Let me set the scene for you: It is gorgeously sunny outside, my cats have been feed, I (for once) got a wonderful night's sleep, and woke up feeling slightly disoriented (passing out on the couch while reading will do that to you), but naturally foot loose and fancy free.*

I had planned to get in the shower (wel, duh), but of course my helpful husband is there already. This got me thinking: DOES HE EVEN KNOW IT'S VALENTINE'S DAY?

Let's forget for a moment of how the saint's day has been bastardized into a day filled with chocolate, flowers, paper construction, and generally enforced merriment where it's a free for all for anyone and everyone to inquire whether I am a growing a human yet (ironically, this is also the one day of the year that I gleefully tell other women that I'm sterile, no, I can't have kids, and yes, whatever brilliant fucking idea you have about me having a child is a process we have already considered. Sometimes I want to sign off with asking for a cash donation, but they've usually run screaming at this point. Pity.)

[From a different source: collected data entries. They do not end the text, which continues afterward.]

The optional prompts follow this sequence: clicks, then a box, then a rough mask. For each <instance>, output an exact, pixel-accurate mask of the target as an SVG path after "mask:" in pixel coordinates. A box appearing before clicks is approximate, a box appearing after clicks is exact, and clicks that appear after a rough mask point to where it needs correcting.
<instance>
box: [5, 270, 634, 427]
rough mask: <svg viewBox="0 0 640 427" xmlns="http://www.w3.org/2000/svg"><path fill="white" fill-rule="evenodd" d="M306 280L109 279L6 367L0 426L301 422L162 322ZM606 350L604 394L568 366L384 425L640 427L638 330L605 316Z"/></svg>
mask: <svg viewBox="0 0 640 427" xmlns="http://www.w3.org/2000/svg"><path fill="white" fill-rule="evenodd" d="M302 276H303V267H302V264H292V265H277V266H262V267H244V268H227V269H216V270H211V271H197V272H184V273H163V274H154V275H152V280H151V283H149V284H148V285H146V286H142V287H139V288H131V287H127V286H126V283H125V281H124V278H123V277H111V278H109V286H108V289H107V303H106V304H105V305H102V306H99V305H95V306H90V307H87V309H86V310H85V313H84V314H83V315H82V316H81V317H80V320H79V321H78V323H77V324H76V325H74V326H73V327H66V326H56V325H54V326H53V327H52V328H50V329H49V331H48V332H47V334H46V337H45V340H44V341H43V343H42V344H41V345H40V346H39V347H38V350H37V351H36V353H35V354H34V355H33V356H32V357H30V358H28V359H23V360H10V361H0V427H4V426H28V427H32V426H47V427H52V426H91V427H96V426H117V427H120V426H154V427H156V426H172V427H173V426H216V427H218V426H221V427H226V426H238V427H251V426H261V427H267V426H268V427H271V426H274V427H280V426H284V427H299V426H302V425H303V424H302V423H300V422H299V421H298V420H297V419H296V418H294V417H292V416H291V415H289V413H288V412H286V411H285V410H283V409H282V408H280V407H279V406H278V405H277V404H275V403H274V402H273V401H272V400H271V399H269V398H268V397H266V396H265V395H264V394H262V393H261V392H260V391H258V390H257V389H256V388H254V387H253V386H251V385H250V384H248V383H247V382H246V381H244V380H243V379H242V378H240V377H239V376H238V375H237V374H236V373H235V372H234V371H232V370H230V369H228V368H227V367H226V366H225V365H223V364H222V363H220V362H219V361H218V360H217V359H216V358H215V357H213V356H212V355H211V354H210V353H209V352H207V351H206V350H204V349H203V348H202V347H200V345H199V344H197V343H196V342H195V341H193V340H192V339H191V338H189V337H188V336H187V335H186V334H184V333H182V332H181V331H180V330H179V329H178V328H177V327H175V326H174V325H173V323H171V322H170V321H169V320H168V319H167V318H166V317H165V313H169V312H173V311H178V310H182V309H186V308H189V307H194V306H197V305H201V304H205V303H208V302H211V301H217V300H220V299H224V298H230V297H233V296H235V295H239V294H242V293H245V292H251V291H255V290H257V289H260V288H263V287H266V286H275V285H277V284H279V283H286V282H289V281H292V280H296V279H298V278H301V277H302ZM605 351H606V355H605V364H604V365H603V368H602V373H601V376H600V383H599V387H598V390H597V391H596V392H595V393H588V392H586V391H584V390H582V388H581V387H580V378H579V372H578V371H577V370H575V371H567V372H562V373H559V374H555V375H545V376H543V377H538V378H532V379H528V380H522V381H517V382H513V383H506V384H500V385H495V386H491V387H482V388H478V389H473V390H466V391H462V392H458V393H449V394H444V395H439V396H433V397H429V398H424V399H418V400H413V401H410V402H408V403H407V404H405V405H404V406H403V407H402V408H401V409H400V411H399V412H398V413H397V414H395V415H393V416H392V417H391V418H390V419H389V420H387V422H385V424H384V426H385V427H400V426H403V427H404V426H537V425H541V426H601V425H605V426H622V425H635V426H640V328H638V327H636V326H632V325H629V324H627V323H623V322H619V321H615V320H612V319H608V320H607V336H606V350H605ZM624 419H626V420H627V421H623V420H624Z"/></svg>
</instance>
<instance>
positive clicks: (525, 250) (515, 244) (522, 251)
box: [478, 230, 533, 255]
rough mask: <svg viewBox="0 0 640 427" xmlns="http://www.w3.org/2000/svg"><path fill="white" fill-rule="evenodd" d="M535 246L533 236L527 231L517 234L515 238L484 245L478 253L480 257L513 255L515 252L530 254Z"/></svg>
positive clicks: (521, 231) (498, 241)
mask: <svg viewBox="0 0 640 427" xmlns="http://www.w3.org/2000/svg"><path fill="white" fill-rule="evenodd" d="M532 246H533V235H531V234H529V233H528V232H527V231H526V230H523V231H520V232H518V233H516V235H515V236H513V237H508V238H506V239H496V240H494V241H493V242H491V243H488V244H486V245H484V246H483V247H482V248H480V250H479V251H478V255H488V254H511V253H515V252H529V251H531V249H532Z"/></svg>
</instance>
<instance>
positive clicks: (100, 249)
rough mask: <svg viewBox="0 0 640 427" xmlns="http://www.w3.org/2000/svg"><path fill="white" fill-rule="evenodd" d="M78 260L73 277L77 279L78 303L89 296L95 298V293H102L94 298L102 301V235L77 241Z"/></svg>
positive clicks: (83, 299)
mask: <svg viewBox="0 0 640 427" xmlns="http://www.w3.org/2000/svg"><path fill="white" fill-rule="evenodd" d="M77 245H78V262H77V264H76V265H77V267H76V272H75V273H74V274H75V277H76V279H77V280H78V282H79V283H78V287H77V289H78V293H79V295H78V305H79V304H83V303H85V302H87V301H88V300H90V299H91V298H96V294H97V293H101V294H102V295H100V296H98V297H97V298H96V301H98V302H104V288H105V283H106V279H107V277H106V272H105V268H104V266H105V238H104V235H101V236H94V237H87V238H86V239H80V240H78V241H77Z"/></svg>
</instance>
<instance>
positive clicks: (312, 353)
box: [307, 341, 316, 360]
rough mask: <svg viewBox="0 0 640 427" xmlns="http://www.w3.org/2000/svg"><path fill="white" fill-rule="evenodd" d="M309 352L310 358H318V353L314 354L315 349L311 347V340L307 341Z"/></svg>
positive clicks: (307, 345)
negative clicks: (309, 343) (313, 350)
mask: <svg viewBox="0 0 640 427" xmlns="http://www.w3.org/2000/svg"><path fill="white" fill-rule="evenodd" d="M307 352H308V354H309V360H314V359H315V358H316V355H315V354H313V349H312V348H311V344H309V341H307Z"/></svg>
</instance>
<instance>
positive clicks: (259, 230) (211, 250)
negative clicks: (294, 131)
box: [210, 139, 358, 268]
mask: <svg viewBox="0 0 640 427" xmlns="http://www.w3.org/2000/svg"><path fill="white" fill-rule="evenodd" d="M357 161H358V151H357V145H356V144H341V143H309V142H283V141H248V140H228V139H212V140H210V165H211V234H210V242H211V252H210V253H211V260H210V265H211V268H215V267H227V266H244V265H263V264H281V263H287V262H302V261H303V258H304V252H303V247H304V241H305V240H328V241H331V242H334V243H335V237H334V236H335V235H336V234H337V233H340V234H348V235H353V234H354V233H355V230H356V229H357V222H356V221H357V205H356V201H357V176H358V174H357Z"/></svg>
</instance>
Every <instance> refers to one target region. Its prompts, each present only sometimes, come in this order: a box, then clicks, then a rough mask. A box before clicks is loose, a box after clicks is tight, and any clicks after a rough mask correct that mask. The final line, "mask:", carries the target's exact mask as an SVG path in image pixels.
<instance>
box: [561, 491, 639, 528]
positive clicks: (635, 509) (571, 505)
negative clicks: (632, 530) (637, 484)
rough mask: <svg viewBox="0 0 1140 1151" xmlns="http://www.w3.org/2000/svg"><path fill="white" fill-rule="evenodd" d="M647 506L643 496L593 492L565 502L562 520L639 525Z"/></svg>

BUT SERIOUSLY DUDE: We've been married for more the 3 years. We've been together for nearly seven. For someone who touts himself on his ability to make people happy, I am still here in yoga pants and an old t-shirt of his. Listening to him talk ad nauseum about work.

Did we time warp to another time? Am I stuck in the Twilight Zone? I'm not expecting a goddamn thing, but...just asking me what I want to do without twenty rounds of negotiation would be nice.

Advertisement

OH. Frustration. That's what I got. Well gee, now I definitely have no reason to complain.Do

*DISCLOSURE: If it's currently cold, raining, sleeting or snowing where you live, suck it. Sunshine is the thing I can lord over you.